Rheumatoid Arthritis and its Relationship to Alzheimer's Disease
Posted Aug 23 2010 5:55am
By Max Wallack Alzheimer's Reading Room
According to the Caroline Parkinson, Health Reporter for BBC News, “Arthritis protein guards against Alzheimer’s disease.” When this protein was given to mice with memory loss, they did better in memory tests.
It had been noted previously that people with rheumatoid arthritis were less likely to get Alzheimer’s, but the benefits were attributed to the anti-inflammatory drugs that the patients were taking.
Researchers at the University of South Florida treated mice, both healthy ones and those with Alzheimer’s symptoms, with GM-CSF, an attacking protein produced by people with rheumatoid arthritis.
After 20 days, the Alzheimer’s mice who received the GM-CSF protein did much better on memory and learning tests. Even the healthy mice receiving the protein performed better than those who had not received the protein.
Researchers have suggested that “ The protein may attract an influx of cells called microglia from the peripheral blood supply around the brain, which then attack the characteristic plaques that form in people with Alzheimer’s. Microglia are like the body’s natural rubbish collectors that go to damaged or inflamed areas to get rid of toxic substances. The brains of GM-CSF-treated Alzheimer’s mice showed more than a 50% decrease in beta amyloid, the substance which forms Alzheimer’s plaques.”

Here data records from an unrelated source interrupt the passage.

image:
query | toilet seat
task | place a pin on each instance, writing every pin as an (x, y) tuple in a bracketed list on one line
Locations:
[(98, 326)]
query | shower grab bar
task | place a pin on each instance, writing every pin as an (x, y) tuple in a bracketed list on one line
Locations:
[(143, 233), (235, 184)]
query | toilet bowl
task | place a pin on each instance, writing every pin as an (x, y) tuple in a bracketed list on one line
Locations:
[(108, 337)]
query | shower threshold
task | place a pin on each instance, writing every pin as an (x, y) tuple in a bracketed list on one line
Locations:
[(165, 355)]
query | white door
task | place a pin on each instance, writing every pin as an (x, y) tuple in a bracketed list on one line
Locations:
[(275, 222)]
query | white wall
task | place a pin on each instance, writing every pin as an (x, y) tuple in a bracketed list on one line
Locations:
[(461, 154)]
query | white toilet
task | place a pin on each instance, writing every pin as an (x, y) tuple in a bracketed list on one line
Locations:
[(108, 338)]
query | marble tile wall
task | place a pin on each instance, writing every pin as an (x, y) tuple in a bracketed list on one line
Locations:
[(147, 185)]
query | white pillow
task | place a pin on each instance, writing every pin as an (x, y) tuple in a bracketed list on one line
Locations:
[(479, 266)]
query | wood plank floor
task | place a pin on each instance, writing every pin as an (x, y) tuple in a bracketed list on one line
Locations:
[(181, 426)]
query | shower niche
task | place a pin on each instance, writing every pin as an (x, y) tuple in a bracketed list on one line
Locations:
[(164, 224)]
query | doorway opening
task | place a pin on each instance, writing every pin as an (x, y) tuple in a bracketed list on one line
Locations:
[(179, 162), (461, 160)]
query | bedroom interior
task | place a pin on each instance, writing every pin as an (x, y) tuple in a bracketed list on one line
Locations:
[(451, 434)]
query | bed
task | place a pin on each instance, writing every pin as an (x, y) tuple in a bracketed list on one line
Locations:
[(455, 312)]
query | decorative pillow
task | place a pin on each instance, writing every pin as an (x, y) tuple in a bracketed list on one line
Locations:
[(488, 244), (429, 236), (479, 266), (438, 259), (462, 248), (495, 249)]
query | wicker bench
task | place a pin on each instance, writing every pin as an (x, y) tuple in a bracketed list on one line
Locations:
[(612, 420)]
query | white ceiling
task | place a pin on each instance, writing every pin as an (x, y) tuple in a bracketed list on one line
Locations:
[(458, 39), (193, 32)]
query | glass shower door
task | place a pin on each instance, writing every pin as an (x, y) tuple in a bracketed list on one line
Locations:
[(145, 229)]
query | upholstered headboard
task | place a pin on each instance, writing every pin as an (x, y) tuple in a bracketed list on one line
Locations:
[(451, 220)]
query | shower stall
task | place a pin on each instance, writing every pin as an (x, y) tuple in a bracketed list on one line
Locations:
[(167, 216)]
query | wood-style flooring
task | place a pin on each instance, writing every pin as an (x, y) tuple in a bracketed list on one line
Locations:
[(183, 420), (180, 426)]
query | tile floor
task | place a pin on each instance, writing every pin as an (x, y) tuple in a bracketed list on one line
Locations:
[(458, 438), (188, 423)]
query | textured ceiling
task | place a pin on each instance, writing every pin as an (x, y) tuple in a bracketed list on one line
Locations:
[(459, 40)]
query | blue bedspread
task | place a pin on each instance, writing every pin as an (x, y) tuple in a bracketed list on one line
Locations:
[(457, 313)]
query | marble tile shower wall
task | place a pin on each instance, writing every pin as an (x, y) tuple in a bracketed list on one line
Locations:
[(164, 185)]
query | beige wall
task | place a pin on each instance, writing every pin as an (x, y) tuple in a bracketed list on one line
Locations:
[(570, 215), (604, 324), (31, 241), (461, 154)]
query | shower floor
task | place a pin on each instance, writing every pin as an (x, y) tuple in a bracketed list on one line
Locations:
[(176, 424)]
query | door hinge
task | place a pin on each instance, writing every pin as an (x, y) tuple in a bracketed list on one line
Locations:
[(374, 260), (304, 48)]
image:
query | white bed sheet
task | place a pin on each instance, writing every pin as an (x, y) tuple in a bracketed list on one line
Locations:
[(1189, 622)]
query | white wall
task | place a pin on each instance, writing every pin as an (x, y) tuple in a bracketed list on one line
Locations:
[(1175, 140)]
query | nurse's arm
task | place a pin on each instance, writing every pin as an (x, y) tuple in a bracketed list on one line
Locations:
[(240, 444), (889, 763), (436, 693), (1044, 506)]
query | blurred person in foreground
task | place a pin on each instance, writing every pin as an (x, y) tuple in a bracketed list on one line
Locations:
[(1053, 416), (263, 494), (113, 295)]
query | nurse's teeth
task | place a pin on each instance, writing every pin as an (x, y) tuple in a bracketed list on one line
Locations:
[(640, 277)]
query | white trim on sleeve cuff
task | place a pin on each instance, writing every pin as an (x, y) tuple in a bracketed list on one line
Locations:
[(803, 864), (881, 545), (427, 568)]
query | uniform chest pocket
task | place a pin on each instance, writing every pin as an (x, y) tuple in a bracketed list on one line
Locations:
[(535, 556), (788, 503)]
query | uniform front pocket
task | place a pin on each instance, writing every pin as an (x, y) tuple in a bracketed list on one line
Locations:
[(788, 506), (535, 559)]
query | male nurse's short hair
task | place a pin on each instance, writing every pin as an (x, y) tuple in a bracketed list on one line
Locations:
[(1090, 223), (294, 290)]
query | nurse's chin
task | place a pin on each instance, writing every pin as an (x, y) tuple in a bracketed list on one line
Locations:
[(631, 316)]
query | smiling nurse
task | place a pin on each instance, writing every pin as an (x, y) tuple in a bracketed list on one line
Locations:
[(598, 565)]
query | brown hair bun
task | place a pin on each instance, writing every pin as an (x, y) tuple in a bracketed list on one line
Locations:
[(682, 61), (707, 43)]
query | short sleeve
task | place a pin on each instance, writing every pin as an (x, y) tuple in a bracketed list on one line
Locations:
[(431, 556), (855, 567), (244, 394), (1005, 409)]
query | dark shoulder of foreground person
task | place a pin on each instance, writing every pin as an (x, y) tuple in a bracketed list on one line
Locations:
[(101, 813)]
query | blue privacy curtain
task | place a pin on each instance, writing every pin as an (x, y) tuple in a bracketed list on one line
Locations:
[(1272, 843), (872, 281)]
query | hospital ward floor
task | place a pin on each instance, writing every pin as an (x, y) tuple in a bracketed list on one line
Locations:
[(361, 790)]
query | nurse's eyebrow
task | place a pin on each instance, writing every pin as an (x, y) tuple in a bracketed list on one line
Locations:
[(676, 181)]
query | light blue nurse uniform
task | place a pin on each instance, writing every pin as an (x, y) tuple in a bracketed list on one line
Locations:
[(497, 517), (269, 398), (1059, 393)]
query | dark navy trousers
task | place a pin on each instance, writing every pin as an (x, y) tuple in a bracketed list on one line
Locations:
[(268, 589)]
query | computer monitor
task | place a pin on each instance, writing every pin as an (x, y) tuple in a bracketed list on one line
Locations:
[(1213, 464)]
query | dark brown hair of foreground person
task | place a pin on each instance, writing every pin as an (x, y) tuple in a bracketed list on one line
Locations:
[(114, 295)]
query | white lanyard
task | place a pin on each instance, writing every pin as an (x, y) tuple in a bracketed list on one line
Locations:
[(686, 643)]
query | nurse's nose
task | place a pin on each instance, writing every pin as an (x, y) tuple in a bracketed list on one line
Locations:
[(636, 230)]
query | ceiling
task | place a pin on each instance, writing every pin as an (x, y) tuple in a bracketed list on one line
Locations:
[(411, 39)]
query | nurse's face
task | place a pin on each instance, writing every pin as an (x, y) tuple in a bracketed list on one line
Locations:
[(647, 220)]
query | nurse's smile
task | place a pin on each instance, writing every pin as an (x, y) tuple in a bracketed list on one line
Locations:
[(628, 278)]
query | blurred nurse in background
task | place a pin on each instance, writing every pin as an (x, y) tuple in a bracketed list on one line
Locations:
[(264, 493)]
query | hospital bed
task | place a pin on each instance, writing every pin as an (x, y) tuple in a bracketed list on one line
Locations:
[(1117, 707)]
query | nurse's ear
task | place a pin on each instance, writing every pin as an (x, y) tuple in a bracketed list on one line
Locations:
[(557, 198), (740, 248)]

Dr. Huntington Potter, who led the research at the University of South Florida’s Health Byrd Alzheimer’s Institute, said: “Our findings provide a compelling explanation for why rheumatoid arthritis is a negative risk factor for Alzheimer’s disease.”
Dr Susanne Sorensen, head of research for the Alzheimer’s Society said, “The exciting research provides a possible answer to the long, unexplained question of why rheumatoid arthritis could reduce the risk of Alzheimer’s disease.”
It looks like this area wants some careful research and study!
Max Wallack is a student at Boston University Academy. His great grandmother, Gertrude, suffered from Alzheimer's disease. Max is the founder of PUZZLES TO REMEMBER.PTR is a project that provides puzzles to nursing homes and veterans institutions that care for Alzheimer's and dementia patients.